MAC_t = (MAC_i− MAC_f) e-^Kt+ MAC_f

(2)

where MAC_t is the malic acid consumed at time = t in %, MAC_f is the malic acid consumed of plateau equation and K is the kinetics rate constant.

2.5. Reproducibility of Results

All determinations were the average of two independent replicate assays. Data are shown as mean values. The statistical analyses were carried out using GraphPad Prism 5 software (GraphPad Software Inc., San Diego, CA, USA, 2007). Means were compared by one-way ANOVA, and if p< 0.05, the difference was considered statistically significant.

3. Results

3.1. General Features of the Genome

Results showed that the complete genome of UNQLpc 10 (GenBank Accession code CP029686.1) consists of a single, circular chromosome (Figure 1), and no plasmid structures. Its main features obtained by in silico analysis are shown in Supplementary Materials Table S1. Results showed that both origins are located in almost symmetrical chromosome positions. The genes encoded by the UNQLpc 10 genome are predominantly transcribed in the direction of replication, which is a feature observed in many Gram-positive genomes with low G+C content [29].

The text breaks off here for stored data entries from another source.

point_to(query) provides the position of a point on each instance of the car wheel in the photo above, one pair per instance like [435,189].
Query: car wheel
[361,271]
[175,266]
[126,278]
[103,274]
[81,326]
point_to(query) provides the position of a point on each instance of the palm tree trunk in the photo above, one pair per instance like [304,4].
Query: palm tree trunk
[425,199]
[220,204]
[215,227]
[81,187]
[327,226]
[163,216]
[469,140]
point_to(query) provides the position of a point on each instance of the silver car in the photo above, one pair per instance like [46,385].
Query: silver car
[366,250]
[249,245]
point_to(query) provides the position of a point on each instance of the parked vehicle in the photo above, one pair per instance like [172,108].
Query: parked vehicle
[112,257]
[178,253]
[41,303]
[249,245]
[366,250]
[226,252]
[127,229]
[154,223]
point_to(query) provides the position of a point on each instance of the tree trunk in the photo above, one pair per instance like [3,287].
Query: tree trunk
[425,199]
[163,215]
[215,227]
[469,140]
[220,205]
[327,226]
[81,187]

The results also showed that the UNQLpc 10 genome contains 91.0% of protein-encoding genes of the COG class involved in major metabolic pathways. These genes could be assigned to 25 functional categories. The remaining genes were cataloged as unknown functional proteins. COG data analysis showed that these genes belong mainly to the following categories: transcription, replication, recombination and repair, cell wall/membrane/envelope biogenesis, and amino acid transport and metabolism. The relative abundance of genes associated with general COG functional categories found in the UNQLpc 10 strain is shown in Figure 2.

As mentioned, to know the evolutionary distance between UNQLpc 10 and other 12 Lcb. paracasei strains from different fermented foods and beverages, we used a core genome phylogeny. Core genome phylogenies are widely used to build the evolutionary history of individual prokaryotic species [30].In the present study, the phylogeny produced from UNQLpc 10 and Lcb. paracasei strains isolated from different fermented foods showed that there is an evolutionary distance between a basal clade formed by ACUH35 (Koumis isolation) and the other 12 strains of Lcb. paracasei (Figure 3). However, it is evident that the information contained in the genomes of the strains of the Lcb. paracasei species of fermented food origin cannot determine any other relationship between them.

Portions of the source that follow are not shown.